SNet: Infrastructure-Independent Offline Communication for Emergency Shelters
Supervisor Name
Ahmad Alsadeh
Supervisor Email
asadeh@birzeit.edu
University
Birzeit University
Research field
Electrical Engineering
Bio
Ahmad Alsadeh is an Associate Professor in the Department of Electrical and Computer Engineering at Birzeit University, where he currently serves as the Dean of the Faculty of Engineering and Technology. He earned his PhD in Network Security from the Hasso-Plattner-Institut at the University of Potsdam in 2013, following a B.Sc. in Electrical Engineering and an M.Sc. in Scientific Computing from Birzeit University. An active researcher in network security, applied cryptography, and systems security, Dr. Alsadeh has contributed numerous publications to international journals and conferences and received accolades such as the 1st Place award at the 2011 International IPv6 Application Contest. Beyond his academic and administrative roles, he is a prominent leader in internet governance, serving as the President of the Internet Society (ISOC) Palestine Chapter and as a primary representative for the chapter at ICANN/APRALO.
Description
The SNet project (Infrastructure-Independent Offline Communication for Emergency Shelters) proposes a rapidly deployable, low-power, and infrastructure-independent system designed to enable structured, offline communication in post-disaster environments where cellular and Internet services have collapsed. Utilizing a Raspberry Pi as a central access point and a locally hosted, browser-based web application—built with the Flask framework—SNet creates a "localized communication bubble" that allows users to coordinate via real-time text messaging and SOS alerts without requiring native application installation.

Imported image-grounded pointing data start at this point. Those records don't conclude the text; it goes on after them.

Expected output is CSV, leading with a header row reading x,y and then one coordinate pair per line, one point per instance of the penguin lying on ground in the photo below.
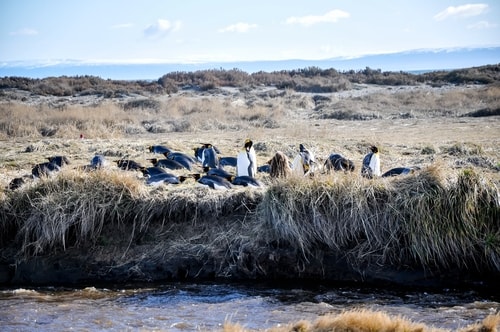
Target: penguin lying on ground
x,y
337,162
400,171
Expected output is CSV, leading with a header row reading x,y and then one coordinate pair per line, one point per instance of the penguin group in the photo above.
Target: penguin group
x,y
208,168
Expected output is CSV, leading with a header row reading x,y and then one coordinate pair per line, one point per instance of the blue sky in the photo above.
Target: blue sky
x,y
146,31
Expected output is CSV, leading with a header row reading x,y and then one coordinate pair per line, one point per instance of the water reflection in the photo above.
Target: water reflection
x,y
191,307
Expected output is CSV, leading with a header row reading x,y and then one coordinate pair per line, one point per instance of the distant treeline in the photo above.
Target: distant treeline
x,y
310,79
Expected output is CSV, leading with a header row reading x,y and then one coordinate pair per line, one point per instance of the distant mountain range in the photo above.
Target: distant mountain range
x,y
417,61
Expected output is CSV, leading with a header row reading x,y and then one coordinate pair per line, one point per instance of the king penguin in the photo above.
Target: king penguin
x,y
371,164
246,164
303,162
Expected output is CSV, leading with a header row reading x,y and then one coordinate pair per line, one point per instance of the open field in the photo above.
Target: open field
x,y
412,126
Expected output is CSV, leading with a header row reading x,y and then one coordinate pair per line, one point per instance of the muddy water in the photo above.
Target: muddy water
x,y
205,307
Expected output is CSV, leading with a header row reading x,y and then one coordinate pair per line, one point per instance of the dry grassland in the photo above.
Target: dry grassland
x,y
414,125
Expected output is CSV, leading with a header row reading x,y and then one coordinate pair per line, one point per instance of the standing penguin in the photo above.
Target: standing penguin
x,y
371,164
304,162
246,164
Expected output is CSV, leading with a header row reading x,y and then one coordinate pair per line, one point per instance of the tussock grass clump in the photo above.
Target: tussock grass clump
x,y
361,320
74,209
428,220
423,220
71,208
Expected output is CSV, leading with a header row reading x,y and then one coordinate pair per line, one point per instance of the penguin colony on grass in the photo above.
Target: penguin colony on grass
x,y
214,168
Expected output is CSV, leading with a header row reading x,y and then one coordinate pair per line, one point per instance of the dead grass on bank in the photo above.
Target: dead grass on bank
x,y
81,209
425,220
363,320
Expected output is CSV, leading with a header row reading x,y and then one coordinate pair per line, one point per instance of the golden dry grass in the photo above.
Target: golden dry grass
x,y
362,320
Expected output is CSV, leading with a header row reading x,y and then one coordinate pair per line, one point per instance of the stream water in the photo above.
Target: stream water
x,y
206,306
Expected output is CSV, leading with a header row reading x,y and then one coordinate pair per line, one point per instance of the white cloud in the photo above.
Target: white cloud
x,y
161,28
238,27
122,26
462,11
25,32
330,17
481,25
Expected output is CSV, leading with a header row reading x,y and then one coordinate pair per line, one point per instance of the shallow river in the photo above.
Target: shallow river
x,y
205,307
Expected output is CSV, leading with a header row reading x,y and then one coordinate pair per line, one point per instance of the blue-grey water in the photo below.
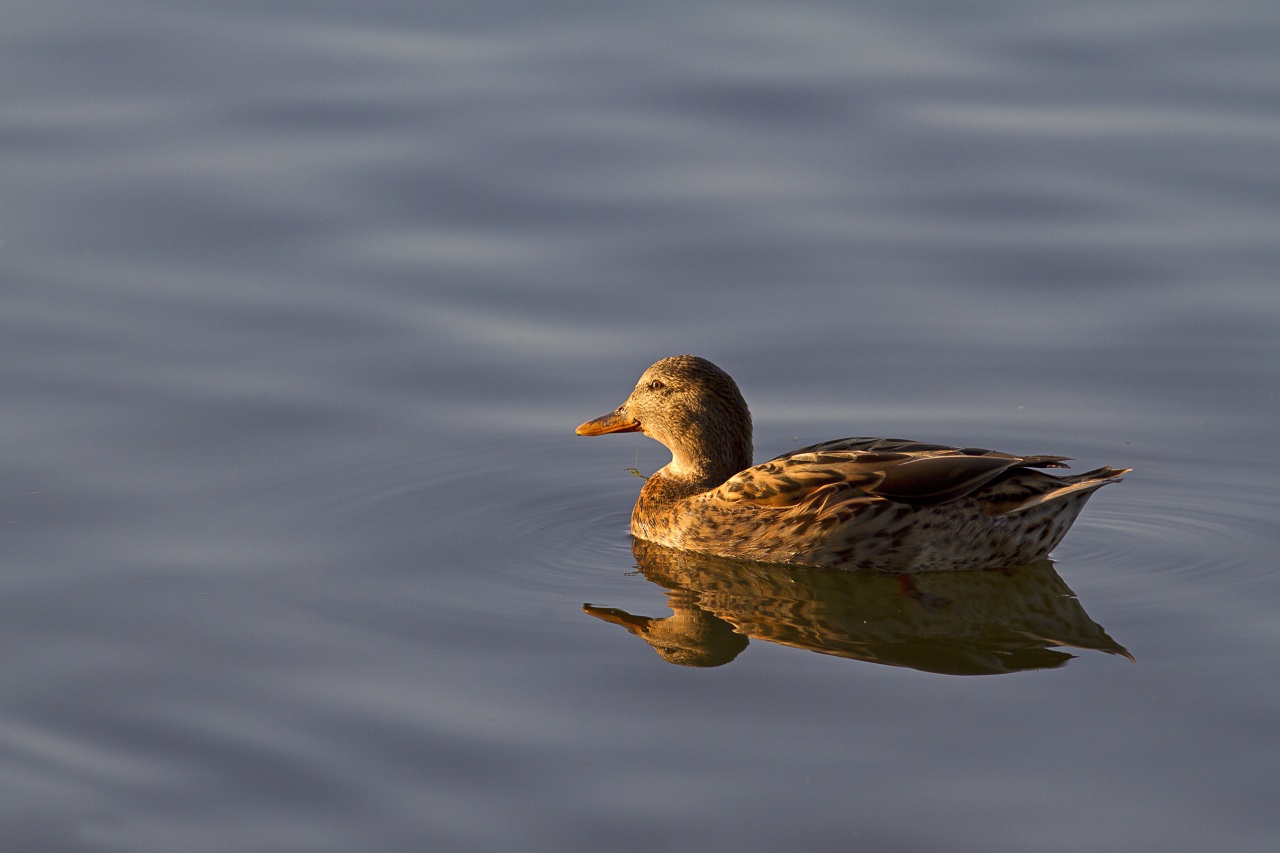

The system employs a publish/subscribe model combined with role-based access control (e.g., separating civilians, medical staff, security, and logistics) to organize information into site-specific channels, thereby reducing information overload and ensuring targeted communication. To address physical challenges within shelters, such as signal attenuation in multi-room or multi-building environments, the design supports coverage extension using lightweight, low-cost modules like ESP32-based repeaters.